Matrix metalloproteinases (MMPs) are associated with decreased patient prognosis but have failed as anti-invasive drug targets despite promoting cancer cell invasion. Through time-lapse imaging, optical highlighting, and combined genetic removal of the five MMPs expressed during anchor cell (AC) invasion in C. elegans, we find that MMPs hasten invasion by degrading basement membrane (BM). Though irregular and delayed, AC invasion persists in MMP- animals via adaptive enrichment of the Arp2/3 complex at the invasive cell membrane, which drives formation of an F-actin-rich protrusion that physically breaches and displaces BM. Using a large-scale RNAi synergistic screen and a genetically encoded ATP FRET sensor, we discover that mitochondria enrich within the protrusion and provide localized ATP that fuels F-actin network growth. Thus, without MMPs, an invasive cell can alter its BM-breaching tactics, suggesting that targeting adaptive mechanisms will be necessary to mitigate BM invasion in human pathologies.

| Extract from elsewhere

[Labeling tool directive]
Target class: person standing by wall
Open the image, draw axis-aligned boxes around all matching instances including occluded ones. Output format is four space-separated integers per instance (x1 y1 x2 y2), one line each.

Keywords: ATP transport; actin dynamics; basement membrane; invasion; live imaging; matrix metalloproteinase; mitochondria.

Figure 1.. MMPs are located within and around the AC during BM invasion.

(A) The AC (cdft-3>mCherry::moeABD; green) before and after invasion through BM (laminin::GFP, magenta). (B) Timeline for AC invasion after hatching at 20°C is shown. During the P6.p 2-cell stage of the 1°vulval precursor ce lls (1°VPCs, blue), the AC (orange) breaches the BM (grey) with invadodia that transform into an invasive protrusion. At the P6.p 4-cell stage, the invasive protrusion grows and expands the BM opening before retracting. (C) Reporters for zmp expression (left) show that zmp-1, −3, and −6 are expressed in the AC (right, overlay in green on DIC image) during invasion. ZMP-4 protein localizes to the BM (arrows) and the zmp-5 gene is expressed in the dorsal uterine cells above the AC. Zmp-2 is not detectable at the invasion site (see Figure S1C). (D) Expression of zmp-1, −3, and −6 in the AC (left, fluorescence overlay on DIC) decreased after fos-1 RNAi-mediated knockdown (right). Normalized reduction in zmp mean fluorescence levels are shown in white (mean ± SD, p ≤ 0.001, n ≥ 10 for each treatment). (E) CRISPR-Cas9-mediated zmp-1 translational GFP knock-in (left panels, green in merged image) and invadopodia (middle top, marked with F-actin marker mCherry::moeABD, arrows) and the invasive protrusion (middle bottom, arrows). Overlay reveals colocalization with invadopodia and protrusion (right). Pearson’s correlation coefficient (r) values on merged images are representative of 10 animals examined. Scale bars, 5μm.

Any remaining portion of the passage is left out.